I like bold colors but Julie is much more conservative and likes very light colors when forced to choose. I began to see what the problem was when I decided it was time to paint our bedroom. Julie actually likes colors, even bold colors, but lacks the confidence to choose them. When presented with a choice she almost always goes with the lighter color. Once I convince her to try the bolder color, however, she usually likes it on the walls.

We’ve recently (finally after 11 years) painted the halls in the house. The entrance hall has gone from white (with lots of marks from years of abuse) to a deep and dark color we describe as charcoal green. The upstairs hallway was a bit more of a battle but is now a deep, not very vibrant, yellow/orange/brown. The kitchen got a new color a lighter green with hints of blue and gray using the same color that’s in the upstairs hall for trim. The dining room was also updated to a brown color. The half bath downstairs is the same color as the upstairs hall with one accent wall and the trim the same as the downstairs hall.

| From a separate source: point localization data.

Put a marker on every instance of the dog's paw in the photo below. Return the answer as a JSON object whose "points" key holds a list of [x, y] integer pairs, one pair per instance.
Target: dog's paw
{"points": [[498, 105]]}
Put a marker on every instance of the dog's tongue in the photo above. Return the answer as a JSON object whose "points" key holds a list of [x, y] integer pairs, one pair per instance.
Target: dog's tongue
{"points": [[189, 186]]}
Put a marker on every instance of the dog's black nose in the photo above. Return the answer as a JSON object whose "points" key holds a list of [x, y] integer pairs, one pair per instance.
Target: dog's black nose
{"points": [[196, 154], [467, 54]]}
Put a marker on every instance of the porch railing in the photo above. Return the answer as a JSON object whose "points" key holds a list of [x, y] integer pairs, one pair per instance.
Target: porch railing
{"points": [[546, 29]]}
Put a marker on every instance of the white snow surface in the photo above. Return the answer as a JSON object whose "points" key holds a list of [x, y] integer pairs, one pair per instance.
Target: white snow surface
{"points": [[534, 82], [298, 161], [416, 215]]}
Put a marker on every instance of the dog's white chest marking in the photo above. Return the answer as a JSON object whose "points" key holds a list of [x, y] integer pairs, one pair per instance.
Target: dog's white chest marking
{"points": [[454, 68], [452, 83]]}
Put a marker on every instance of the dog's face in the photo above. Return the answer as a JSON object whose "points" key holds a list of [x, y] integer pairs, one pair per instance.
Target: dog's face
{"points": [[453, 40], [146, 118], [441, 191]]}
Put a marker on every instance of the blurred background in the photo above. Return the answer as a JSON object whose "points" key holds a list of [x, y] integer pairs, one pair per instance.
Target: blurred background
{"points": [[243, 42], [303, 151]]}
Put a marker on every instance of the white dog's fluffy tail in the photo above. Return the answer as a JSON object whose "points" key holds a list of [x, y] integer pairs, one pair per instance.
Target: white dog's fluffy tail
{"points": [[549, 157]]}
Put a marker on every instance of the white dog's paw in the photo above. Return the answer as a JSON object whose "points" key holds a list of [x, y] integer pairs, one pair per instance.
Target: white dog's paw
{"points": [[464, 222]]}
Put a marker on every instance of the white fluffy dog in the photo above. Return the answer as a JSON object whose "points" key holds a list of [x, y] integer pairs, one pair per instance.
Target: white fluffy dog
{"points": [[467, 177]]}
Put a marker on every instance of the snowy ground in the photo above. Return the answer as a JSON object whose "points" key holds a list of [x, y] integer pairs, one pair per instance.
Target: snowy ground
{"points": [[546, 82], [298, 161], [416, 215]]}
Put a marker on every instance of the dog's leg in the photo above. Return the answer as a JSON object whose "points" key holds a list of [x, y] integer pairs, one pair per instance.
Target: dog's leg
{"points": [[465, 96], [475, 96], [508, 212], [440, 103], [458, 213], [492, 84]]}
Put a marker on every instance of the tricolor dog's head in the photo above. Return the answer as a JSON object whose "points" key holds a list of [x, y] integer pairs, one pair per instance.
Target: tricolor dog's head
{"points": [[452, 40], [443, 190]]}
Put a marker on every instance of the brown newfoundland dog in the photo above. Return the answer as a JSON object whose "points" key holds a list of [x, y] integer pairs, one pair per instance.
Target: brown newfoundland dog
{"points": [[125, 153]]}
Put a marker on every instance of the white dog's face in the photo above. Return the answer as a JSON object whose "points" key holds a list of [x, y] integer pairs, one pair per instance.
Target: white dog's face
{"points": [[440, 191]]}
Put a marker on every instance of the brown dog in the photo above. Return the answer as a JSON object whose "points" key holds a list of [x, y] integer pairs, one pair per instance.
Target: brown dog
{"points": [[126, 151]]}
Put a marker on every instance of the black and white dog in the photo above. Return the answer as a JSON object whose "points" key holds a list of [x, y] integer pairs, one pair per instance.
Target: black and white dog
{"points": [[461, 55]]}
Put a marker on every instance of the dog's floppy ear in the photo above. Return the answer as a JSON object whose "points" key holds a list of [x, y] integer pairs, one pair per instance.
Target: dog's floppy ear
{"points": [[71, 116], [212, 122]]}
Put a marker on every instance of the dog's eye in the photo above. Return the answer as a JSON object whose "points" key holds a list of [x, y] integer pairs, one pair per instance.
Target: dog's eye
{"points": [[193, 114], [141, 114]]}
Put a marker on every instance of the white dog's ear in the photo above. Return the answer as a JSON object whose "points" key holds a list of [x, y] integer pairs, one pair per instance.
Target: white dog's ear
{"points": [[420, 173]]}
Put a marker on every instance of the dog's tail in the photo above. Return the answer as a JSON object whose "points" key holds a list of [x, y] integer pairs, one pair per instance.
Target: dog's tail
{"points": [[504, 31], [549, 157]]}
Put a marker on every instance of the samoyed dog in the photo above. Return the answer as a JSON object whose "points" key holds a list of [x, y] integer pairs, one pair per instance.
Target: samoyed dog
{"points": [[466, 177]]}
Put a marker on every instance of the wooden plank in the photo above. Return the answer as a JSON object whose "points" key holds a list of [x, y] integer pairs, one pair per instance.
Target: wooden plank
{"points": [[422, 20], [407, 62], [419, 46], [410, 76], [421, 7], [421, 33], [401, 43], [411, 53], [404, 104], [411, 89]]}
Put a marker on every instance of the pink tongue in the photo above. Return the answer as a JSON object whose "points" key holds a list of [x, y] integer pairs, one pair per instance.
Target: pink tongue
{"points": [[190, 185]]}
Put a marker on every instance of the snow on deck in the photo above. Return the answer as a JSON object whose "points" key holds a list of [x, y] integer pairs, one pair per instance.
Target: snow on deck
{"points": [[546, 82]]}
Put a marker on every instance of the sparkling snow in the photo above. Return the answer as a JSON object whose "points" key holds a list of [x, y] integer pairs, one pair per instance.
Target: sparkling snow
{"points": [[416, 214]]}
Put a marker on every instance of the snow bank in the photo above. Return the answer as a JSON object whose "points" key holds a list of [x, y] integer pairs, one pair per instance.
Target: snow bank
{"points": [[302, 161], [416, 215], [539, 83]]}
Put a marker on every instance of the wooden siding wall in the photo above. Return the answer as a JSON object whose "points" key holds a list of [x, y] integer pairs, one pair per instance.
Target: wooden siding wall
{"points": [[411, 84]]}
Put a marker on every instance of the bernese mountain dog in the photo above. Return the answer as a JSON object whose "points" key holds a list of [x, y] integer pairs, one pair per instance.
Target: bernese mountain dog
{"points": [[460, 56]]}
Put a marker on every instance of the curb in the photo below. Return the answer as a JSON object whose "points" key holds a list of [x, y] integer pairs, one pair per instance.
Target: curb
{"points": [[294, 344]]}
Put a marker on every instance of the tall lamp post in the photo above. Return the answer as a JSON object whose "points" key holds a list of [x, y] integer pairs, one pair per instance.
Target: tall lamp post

Downstairs Hall Upstairs Hall Bathroom

A painting frenzy has completely transformed the house and it feels new again.

Sometimes that’s all you need in life is a little color, a fairly simple change that can renew your enthusiasm for something that felt old or stale. Look around, look inward, and ask What Next. What small change can you make that will have a huge impact? This isn’t a New Year resolution, it’s a New You resolution – now make it real.